Courts-metrages - Panic Attack: our review

Par Whispertone, 26 mai 2017

Synopsis;
You know the nagging thoughts that start with "did I leave the coffee on?" and turn in to "what if I give birth to Satan's baby?" This hand-drawn animation explores anxiety, obsession, and one woman's slippery hold on reality.

Whispertone’s review:

Eileen O'Meara unquestionably captures the feelings of anxiety, distraction, and worry with her illustrations in her new hand drawn short "Panic Attack!" With seamless fluid transitions from start to finish the flow of this two and a half minute animation is all done in one continually transforming drawing.

From the perspective of a woman waiting at a stop light as she begins to experience a panic attack the viewer travels with her through the erratic eruption of her ever persisting thoughts. They pester and engulf her focus, leaping from one tangent to the next, from one memory to the next, from one possibility to the next and the next and the next. The anxiety of forgetting one small task at home that may be irrelevant for some, and how it unintentionally can snowball into an avalanche of inescapable scenarios.

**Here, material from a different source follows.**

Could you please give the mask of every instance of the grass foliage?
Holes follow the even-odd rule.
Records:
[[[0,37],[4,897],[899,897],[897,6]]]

The amazing capabilities of the human mind can be so outstanding and remarkable yet at the same time they can wickedly scrape at the brim of one's inner fear and become overwhelming, imprisoning and completely intolerable to withstand. O'Meara shows us how these voices that echo in our heads can go from simply annoying to sadistically criticising. She creates the clearest visuals of the cloudiest constructs of anxiety. Dismantling one drawing as it builds into the foundation of another and then topples and dissolves, just as the protagonist loses attention.

O'Meara has established this miniature work of moving (living) art that will resonate existentially with those who suffer and cope, as well as thrive through the daily perils of anxiety."